The daily sum of 20 Indicators slipped from +10 to +9 (a positive number is bullish; negatives are bearish). The 10-day smoothed sum that smooths the daily fluctuations improved from -20 to -6. (These numbers sometimes change after I post the blog based on data that comes in late.) Most of these indicators are short-term and many are trend following.

 

The correction is now 46 days old and the Index is 2% below its prior high. Top to Bottom, the avg correction under 10% lasts about 35 days; the avg correction greater than 10% lasts 68 days, excluding major 50%-crashes. Top to bottom, we have seen a 9.6% range so far.

 

IN CONCLUSION

With so many bullish indicators it is hard to remain bearish, but I guessI’m in danger of becoming a “perma-Bear.” We aren’t far from another top/drawdown.  I’ll continue to sit out a bit longer.

 

MOMENTUM ANALYSIS:

TODAY’S RANKING OF  15 ETFs (Ranked Daily)

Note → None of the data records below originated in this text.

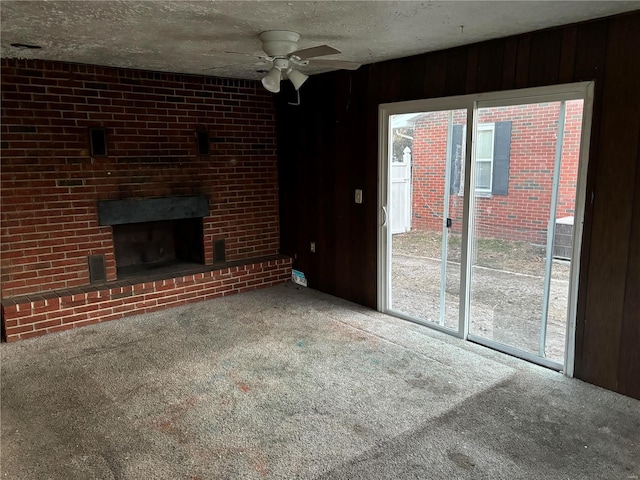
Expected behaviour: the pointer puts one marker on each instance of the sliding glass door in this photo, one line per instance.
(424, 246)
(485, 195)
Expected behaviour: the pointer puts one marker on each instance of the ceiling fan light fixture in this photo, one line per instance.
(297, 78)
(271, 80)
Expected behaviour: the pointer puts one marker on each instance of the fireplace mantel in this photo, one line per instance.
(137, 210)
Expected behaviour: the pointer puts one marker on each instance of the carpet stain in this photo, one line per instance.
(461, 459)
(244, 388)
(166, 423)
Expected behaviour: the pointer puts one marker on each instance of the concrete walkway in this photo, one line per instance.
(291, 383)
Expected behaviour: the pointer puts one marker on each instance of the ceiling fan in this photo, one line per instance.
(281, 48)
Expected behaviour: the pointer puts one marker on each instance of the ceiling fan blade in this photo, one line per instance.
(337, 64)
(256, 64)
(315, 52)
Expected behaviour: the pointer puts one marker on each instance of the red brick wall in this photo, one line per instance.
(34, 315)
(524, 212)
(50, 184)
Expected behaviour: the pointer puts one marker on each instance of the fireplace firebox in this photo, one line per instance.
(150, 234)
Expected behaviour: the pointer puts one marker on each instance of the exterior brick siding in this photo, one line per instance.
(523, 213)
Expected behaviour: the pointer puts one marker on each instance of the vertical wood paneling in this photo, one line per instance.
(591, 42)
(544, 58)
(568, 54)
(509, 63)
(606, 344)
(456, 76)
(522, 61)
(613, 206)
(489, 70)
(434, 83)
(629, 361)
(472, 69)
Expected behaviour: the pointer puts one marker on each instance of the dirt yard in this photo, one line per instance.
(507, 288)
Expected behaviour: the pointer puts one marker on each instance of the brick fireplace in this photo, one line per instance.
(148, 221)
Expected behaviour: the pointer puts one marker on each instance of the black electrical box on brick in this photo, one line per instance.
(98, 138)
(203, 142)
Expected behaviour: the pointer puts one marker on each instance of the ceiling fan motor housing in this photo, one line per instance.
(279, 43)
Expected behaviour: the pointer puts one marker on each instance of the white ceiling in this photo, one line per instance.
(194, 36)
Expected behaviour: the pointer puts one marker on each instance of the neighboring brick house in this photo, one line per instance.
(515, 176)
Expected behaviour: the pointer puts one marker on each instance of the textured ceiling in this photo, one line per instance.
(197, 36)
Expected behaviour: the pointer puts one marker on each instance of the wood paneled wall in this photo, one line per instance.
(328, 147)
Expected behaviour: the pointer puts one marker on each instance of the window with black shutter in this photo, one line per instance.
(492, 159)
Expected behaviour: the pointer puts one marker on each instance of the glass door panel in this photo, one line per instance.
(431, 146)
(524, 189)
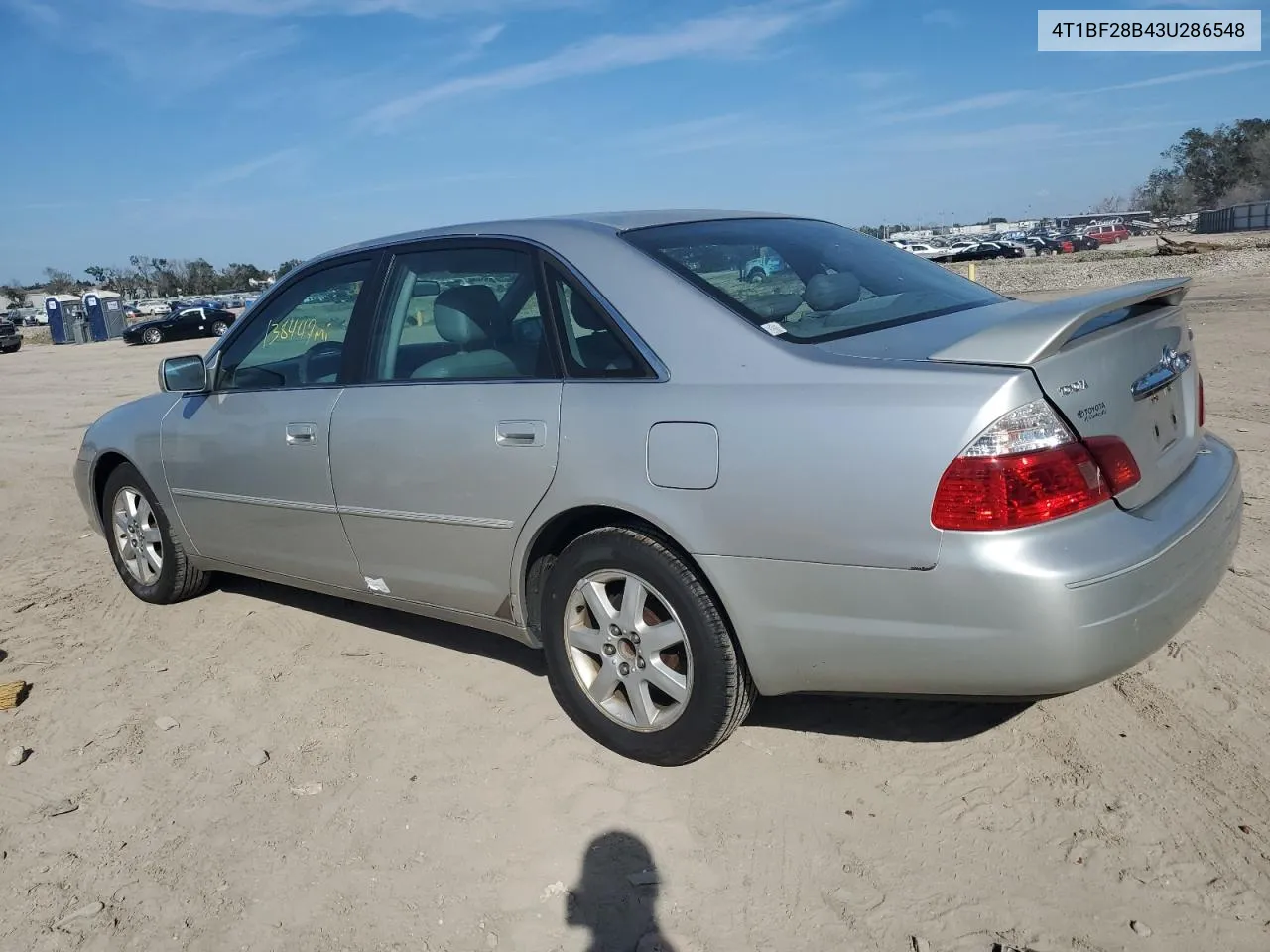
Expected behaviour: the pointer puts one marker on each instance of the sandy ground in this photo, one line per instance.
(425, 792)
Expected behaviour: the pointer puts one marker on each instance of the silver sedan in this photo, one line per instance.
(689, 484)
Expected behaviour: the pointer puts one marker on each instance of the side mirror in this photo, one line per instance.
(183, 375)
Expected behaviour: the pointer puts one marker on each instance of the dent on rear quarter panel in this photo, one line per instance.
(132, 430)
(684, 456)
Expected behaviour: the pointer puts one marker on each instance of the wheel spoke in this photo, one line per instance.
(598, 603)
(642, 703)
(588, 640)
(674, 684)
(604, 684)
(621, 682)
(634, 595)
(661, 636)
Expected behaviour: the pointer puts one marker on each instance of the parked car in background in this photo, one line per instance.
(10, 338)
(581, 444)
(181, 325)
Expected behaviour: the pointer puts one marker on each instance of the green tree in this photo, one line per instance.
(239, 277)
(16, 293)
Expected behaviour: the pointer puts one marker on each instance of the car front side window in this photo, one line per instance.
(298, 339)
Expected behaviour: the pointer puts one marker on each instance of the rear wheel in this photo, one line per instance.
(149, 558)
(638, 652)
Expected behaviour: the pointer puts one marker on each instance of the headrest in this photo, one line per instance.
(463, 315)
(774, 307)
(828, 293)
(583, 313)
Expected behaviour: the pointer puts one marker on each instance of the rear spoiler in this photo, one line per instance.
(1044, 329)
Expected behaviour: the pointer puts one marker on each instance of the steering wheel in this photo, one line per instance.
(318, 352)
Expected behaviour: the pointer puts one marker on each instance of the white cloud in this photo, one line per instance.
(1014, 96)
(246, 169)
(942, 17)
(41, 16)
(987, 100)
(873, 80)
(734, 33)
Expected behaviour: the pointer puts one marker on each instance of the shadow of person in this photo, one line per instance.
(616, 896)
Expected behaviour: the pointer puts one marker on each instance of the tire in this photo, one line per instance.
(177, 579)
(716, 688)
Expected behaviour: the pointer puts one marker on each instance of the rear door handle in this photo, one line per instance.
(302, 434)
(521, 433)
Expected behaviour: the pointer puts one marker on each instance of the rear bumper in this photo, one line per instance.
(1021, 613)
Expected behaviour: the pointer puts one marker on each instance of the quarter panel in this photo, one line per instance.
(432, 492)
(250, 497)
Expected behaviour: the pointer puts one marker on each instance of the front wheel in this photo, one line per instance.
(149, 558)
(638, 652)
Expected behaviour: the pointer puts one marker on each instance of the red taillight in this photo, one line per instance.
(980, 493)
(1116, 462)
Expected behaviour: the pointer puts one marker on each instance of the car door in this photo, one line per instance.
(447, 444)
(248, 462)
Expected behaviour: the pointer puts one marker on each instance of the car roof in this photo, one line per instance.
(544, 229)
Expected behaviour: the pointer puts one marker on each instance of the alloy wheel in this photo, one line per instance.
(627, 651)
(137, 536)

The top ranked ETF receives 100%. The rest are then ranked based on their momentum relative to the leading

ETF.


*For additional background on the ETF ranking system see NTSM Page at…

http://navigatethestockmarket.blogspot.com/p/exchange-traded-funds-etf-ranking.html

 

TODAY’S RANKING OF THE DOW 30 STOCKS (Ranked Daily)

Here’s the revised DOW 30 and its momentum analysis. The top ranked stock receives 100%. The rest are then ranked based on their momentum relative to the leading stock.



For more details, see NTSM Page at…

https://navigatethestockmarket.blogspot.com/p/a-system-for-trading-dow-30-stocks-my_8.html

 

FRIDAY MARKET INTERNALS (NYSE DATA)

Market Internals slipped to NEUTRAL.

Market Internals are a decent trend-following analysis of current market action, but should not be used alone for short term trading. They are usually right, but they are often late.  They are most useful when they diverge from the Index. 

Using the Short-term indicator in 2018 in SPY would have made a 5% gain instead of a 6% loss for buy-and-hold. The methodology was Buy on a POSITIVE indication and Sell on a NEGATIVE indication and stay out until the next POSITIVE indication. The back-test included 13-buys and 13-sells, or a trade every 2-weeks on average.  

My current stock allocation is about 30% invested in stocks. You may wish to have a higher or lower % invested in stocks depending on your risk tolerance. 30% is a very conservative position that I re-evaluate daily, but it is appropriate for the correction.

 

As a retiree, 50% in the stock market is about fully invested for me – it is a cautious and conservative number. If I feel very confident, I might go to 60%; if this correction is deep enough, 80% would not be out of the question.